PIX VPN access-list translation

richmorrow624 · ‎04-13-2007

I have a PIX 6.3 that I am trying to establish a tunnel to a remote site.

I am getting the following error:

106011: Deny inbound (No xlate) tcp src inside:10.11.150.1/1673 dst inside:10.79.15.3/5202

A couple of questions about the config pieces below:

Shouldn't there be a NAT 0 statement for the global 0 statements?

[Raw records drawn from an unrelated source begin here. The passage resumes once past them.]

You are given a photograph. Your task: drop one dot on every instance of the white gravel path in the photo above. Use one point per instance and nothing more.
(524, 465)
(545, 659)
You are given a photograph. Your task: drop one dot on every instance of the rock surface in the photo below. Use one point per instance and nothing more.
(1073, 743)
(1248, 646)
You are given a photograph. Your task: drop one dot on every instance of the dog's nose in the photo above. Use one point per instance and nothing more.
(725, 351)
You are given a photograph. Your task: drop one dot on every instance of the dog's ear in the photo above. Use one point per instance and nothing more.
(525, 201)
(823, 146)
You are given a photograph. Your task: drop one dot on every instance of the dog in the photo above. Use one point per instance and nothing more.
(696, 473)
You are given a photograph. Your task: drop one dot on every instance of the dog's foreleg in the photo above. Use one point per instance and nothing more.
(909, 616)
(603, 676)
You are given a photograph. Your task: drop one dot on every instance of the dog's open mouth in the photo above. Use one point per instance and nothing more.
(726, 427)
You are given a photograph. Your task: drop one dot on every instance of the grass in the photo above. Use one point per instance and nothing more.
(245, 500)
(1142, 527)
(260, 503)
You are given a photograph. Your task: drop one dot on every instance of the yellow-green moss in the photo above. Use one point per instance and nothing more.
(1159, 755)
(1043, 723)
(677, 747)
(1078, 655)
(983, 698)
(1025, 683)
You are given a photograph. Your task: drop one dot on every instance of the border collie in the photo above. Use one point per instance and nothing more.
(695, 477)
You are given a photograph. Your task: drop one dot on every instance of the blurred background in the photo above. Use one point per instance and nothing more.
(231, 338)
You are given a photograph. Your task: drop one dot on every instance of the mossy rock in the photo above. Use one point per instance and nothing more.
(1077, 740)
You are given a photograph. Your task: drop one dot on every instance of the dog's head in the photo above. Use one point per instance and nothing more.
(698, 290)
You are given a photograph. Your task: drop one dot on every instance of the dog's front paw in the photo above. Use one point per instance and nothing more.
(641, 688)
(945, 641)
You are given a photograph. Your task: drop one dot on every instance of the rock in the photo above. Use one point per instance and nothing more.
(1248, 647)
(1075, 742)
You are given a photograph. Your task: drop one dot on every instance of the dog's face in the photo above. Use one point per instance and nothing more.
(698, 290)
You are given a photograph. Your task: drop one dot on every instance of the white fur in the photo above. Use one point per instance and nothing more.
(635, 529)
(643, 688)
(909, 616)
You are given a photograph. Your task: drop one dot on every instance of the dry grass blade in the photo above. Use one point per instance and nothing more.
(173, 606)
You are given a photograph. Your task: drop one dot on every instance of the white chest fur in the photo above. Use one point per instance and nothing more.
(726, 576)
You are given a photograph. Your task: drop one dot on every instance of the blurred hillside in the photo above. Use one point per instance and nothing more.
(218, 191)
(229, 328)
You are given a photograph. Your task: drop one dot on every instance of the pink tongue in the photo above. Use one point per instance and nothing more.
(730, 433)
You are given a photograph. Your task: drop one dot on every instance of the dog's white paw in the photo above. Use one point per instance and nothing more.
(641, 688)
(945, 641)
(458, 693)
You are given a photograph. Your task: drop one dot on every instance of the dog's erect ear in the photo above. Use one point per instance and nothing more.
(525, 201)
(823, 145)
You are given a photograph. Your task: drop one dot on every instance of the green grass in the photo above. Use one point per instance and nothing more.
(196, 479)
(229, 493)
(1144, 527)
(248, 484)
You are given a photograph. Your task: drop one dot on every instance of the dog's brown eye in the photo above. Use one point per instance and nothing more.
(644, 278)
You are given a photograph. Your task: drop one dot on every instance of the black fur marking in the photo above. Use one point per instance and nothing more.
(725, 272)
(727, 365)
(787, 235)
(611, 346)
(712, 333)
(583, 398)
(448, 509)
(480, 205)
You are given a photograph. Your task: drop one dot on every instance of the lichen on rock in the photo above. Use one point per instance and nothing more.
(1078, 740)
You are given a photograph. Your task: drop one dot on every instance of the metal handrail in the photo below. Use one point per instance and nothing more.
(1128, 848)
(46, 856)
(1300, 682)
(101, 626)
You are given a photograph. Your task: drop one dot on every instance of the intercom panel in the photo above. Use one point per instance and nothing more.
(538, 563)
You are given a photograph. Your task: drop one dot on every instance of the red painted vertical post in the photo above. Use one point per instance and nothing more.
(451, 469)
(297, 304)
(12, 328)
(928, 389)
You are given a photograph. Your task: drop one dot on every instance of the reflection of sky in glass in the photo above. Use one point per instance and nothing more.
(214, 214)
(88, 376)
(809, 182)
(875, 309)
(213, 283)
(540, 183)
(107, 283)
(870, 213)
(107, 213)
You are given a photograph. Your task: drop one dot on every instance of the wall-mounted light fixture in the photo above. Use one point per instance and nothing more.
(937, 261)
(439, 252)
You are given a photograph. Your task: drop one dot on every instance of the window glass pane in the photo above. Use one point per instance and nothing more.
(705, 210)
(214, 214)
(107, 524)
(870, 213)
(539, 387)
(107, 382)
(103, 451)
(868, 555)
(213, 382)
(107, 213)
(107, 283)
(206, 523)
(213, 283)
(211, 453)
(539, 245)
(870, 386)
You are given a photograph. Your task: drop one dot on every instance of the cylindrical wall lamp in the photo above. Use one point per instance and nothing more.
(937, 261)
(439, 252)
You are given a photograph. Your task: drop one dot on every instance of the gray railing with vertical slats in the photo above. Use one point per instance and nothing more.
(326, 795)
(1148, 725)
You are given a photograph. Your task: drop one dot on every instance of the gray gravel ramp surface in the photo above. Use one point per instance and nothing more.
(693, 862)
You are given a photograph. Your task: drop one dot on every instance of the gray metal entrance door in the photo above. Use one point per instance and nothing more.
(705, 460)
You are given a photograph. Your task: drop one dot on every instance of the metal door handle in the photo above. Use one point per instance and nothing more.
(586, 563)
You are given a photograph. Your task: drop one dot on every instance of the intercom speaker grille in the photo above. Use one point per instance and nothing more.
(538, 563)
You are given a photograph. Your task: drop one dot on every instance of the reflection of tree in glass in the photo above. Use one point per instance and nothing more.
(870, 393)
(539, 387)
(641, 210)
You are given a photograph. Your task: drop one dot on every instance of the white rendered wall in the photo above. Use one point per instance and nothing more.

Shouln't the route outside prevent the traffic from trying to re-enter the inside interface?

access-list translation2 permit ip host 10.11.150.1 10.79.8.0 255.255.248.0

route outside 10.79.8.0 255.255.248.0 24.68.101.214 1

access-list die permit ip 10.91.6.0 255.255.255.240 10.79.8.0 255.255.248.0

global (outside) 1 interface

global (inside) 3 172.32.255.254

global (B) 1 192.168.201.254

global (C) 1 192.168.203.3

global (ftp) 1 10.1.40.249

nat (outside) 0 access-list nonatoutside outside

nat (outside) 3 access-list p outside 0 0

nat (inside) 0 access-list NO_NAT

nat (inside) 1 0.0.0.0 0.0.0.0 0 0

nat (B) 1 192.168.201.0 255.255.255.0 0 0

static (inside,outside) 10.91.6.2 access-list translation2 0 0

route inside 172.16.250.4 255.255.255.255 10.1.73.254 1

route inside 172.16.254.0 255.255.255.0 10.1.73.254 1

route inside 192.168.102.0 255.255.255.0 10.1.73.254 1

route inside 192.168.207.0 255.255.255.0 10.1.73.254 1

route outside 10.79.8.0 255.255.248.0 206.113.198.65 1

crypto map p 30 ipsec-isakmp

crypto map p 30 match address die

crypto map p 30 set peer 12.34.56.78

crypto map p 30 set transform-set 3dessha

isakmp enable outside

isakmp enable inside

ggilbert · ‎04-14-2007

You really dont need a route outside statemetn for the remote internal network.

You just need a default route statement on the PIX.

Once the PIX has a default route, the route table on the PIX will forward to the next hop and get to the peer IP. The peer will do its job. If you are going to be specific on the routes, then add a route for the remote peer.